Sevendown · 01/02/2018 06:23

I was the same at your age.

I actually made new friends via MN but I don’t thinks so easy now.

Find common interests and join groups/clubs.

Gran22 · 01/02/2018 06:32

We moved a long way when our first DC was a baby. Toddler groups was a starting point, and then getting to know other neighbours with young children. Those tended to be convenient friendships, and lasted until the children started school, or people moved.

The most lasting friendships I've had were forged at work. Have you any chance of perhaps taking up a part time job, or a class or even some voluntary work?

Ladyglittersparkles83 · 01/02/2018 06:39

I'm the same I find it difficult to relate to people, on school yard I see many "school mum" clicks and groups that id want no part of and see right through them it's not who I am . I speak to very few that I feel are drama free and trustworthy this applies through to family as well. It maybe that I'm simply not a "people person" when I meet people who I'm comfortable with great but I'm not good with crowds if I see traits I don't like or sense somethings a miss I won't bother and retreat, I really can't be doing with shitty people and I feel everywhere is oversaturated with them and genuine people are a rare breed to come by 😏

flaggerblasted · 01/02/2018 06:45

I felt like that a couple of years ago. I'm more introvert than extrovert and do suffer from feelings of being left out even though I know it's completely irrational at times. I made a New Years resolution to work at it and make lots of effort. Invite friends over for a coffee or meet at a coffee shop. Chat to folk at kid birthday parties. Go to soft play together, etc. Sometimes it does feel like you're making all the effort, but it does pay off. But for an introvert like me, it was well outside of my comfort zone. I also have an evening hobby which is just for me, which gives me a different social circle to the mums too. Good luck!

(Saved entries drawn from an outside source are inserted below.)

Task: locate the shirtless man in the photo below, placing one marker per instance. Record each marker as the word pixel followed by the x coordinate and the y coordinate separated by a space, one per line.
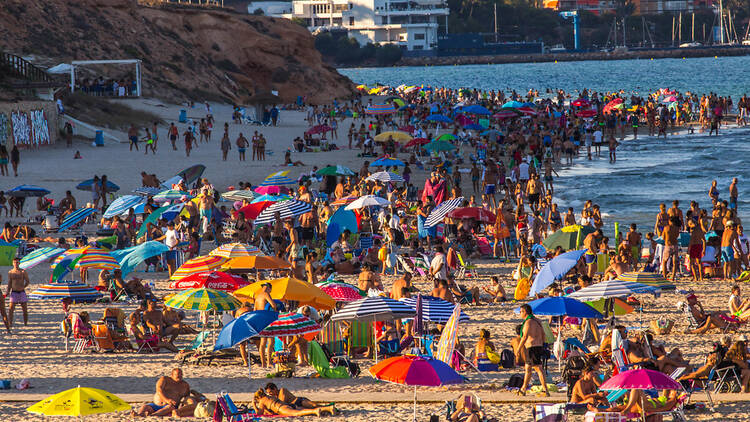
pixel 531 347
pixel 18 280
pixel 586 390
pixel 264 302
pixel 170 393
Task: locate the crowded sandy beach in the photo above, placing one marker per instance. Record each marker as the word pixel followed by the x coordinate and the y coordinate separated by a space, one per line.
pixel 394 256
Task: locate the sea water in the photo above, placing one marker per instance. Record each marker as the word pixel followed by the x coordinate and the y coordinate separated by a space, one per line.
pixel 648 170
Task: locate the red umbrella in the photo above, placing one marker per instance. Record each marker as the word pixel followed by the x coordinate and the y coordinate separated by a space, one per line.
pixel 476 213
pixel 581 102
pixel 216 280
pixel 417 141
pixel 251 211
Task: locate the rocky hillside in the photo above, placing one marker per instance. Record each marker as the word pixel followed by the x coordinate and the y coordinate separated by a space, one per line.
pixel 187 53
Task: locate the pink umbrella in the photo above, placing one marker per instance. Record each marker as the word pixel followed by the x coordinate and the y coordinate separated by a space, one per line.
pixel 644 379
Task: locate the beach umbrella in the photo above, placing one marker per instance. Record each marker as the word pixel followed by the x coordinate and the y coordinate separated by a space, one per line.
pixel 79 401
pixel 380 109
pixel 38 256
pixel 439 145
pixel 75 217
pixel 340 291
pixel 376 308
pixel 555 269
pixel 476 213
pixel 244 327
pixel 286 209
pixel 416 371
pixel 203 299
pixel 643 379
pixel 387 161
pixel 76 291
pixel 288 288
pixel 171 195
pixel 271 198
pixel 368 201
pixel 88 185
pixel 216 280
pixel 291 324
pixel 341 220
pixel 385 177
pixel 239 195
pixel 610 289
pixel 438 118
pixel 133 256
pixel 438 214
pixel 235 250
pixel 122 204
pixel 199 264
pixel 400 137
pixel 561 305
pixel 24 191
pixel 337 170
pixel 566 237
pixel 435 309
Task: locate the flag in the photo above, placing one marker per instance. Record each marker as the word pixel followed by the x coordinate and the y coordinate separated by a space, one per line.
pixel 448 337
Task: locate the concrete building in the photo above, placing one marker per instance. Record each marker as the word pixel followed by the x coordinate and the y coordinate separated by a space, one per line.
pixel 412 25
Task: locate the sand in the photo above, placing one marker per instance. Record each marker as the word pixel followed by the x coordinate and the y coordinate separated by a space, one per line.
pixel 36 352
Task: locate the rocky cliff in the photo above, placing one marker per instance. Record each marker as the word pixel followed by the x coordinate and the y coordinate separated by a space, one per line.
pixel 187 53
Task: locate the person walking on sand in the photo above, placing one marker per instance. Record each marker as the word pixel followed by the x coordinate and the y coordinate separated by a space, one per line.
pixel 18 280
pixel 531 347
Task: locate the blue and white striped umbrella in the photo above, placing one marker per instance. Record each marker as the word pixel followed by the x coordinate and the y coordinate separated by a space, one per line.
pixel 40 255
pixel 435 309
pixel 438 214
pixel 385 176
pixel 375 308
pixel 122 204
pixel 286 209
pixel 76 217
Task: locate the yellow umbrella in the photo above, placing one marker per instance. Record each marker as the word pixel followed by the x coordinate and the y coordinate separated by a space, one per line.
pixel 288 288
pixel 79 402
pixel 397 136
pixel 256 262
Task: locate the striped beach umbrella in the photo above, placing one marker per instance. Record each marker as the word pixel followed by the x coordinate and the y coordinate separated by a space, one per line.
pixel 75 217
pixel 122 204
pixel 376 308
pixel 435 309
pixel 286 209
pixel 203 299
pixel 199 264
pixel 438 214
pixel 40 255
pixel 385 176
pixel 78 292
pixel 380 109
pixel 291 324
pixel 235 250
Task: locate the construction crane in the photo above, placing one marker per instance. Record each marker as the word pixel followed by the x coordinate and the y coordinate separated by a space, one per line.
pixel 573 14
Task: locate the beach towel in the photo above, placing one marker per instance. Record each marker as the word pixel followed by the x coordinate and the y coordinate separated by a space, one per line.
pixel 319 361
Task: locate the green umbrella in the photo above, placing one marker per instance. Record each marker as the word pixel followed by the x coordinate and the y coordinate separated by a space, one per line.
pixel 565 238
pixel 436 146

PeonyTruffle · 01/02/2018 07:34

Me too, I’m 29. And have some friends but really not that many at all.
And nobody who I would consider my ‘best friend’
My sister has a group of 4 ‘best friends’ all from school, known each other forever and it does make me envious.

But I have DH and DS and just make the most of it and on the odd occasion that I do see some of my friends it is lovely.

Coincidentally if anyone is in SE London/Kent and wants a friend, let me know Grin

k2p2k2tog · 01/02/2018 07:38

Feeling uncomfortable is all part and parcel of meeting new people. Feel the fear and do it anyway - you have to go through the awkward and unnatural feeling of shyness and not wanting to talk to people to strike up a conversation in the first place. Some people won't be interested for whatever reason and you have to not take it personally - not easy.

Also if you go into situations with a "stay away" vibe then you're going to struggle.